# Reading the Comics, May 15, 2020: Squared Away Edition

The end of last week offered just a few more comic strips, and some pretty casual mathematics content. Let me wrap that up.

Daniel Beyer’s Long Story Short for the 13th has the “math department lavatory” represented as a door labelled $1 \pm 2$. It’s an interesting joke in that it reads successfully, but doesn’t make sense. To match the references to the commonly excreted substances they’d want $\frac32 \pm \frac12$.

On funny labels, though, I did once visit a mathematics building in which the dry riser had the label N Bourbaki. Nicholas Bourbaki was not a member of that college’s mathematics department, of course. This is why the joke was correctly formed and therefore funny.

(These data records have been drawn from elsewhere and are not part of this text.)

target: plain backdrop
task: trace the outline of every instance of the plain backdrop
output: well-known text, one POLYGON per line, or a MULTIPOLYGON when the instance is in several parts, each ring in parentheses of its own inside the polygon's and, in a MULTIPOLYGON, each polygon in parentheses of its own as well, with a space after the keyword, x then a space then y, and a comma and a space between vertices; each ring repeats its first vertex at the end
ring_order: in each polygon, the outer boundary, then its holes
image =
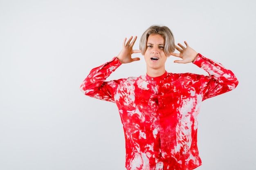
MULTIPOLYGON (((125 170, 114 103, 85 96, 90 71, 117 55, 125 38, 169 27, 232 70, 234 91, 204 101, 197 170, 256 169, 254 2, 225 0, 0 0, 0 170, 125 170)), ((144 57, 110 79, 146 73, 144 57)), ((193 64, 167 71, 206 73, 193 64)))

Keith Tutt and Daniel Saunders’s Lard’s World Peace Tips for the 13th features the rounding-up-sheep joke.

Gary Larson’s The Far Side strips for the 14th includes the famous one of Albert Einstein coming so close to working out $E = mc^2$. The usual derivations for $E = mc^2$ don’t start with that and then explore whether it makes sense, which is what Einstein seems to be doing here. Instead they start from some uncontroversial premises and find that they imply this $E = mc^2$ business. Dimensional analysis would also let you know that, if c is involved, it’s probably to the second power rather than anything else.

But that doesn’t mean we can’t imagine Einstein assuming there must be a relationship between energy and mass, finding one that makes sense, and then finding a reason it’s that rather than something else. That’s a common enough pattern of mathematical discovery. Also, a detail I hadn’t noticed before, is that Einstein tried out $E = mc^3$, rejected it, and then tried it again. This is also a common pattern of discovery.

Mark Litzler’s Joe Vanilla for the 14th has a vague recollection of the Pythagorean Theorem be all that someone says he remembers of mathematics.

Niklas Eriksson’s Carpe Diem for the 15th depicts a couple ancient Greek deep-thinkers. A bit of mathematics, specifically geometry, is used as representative of that deep thinking.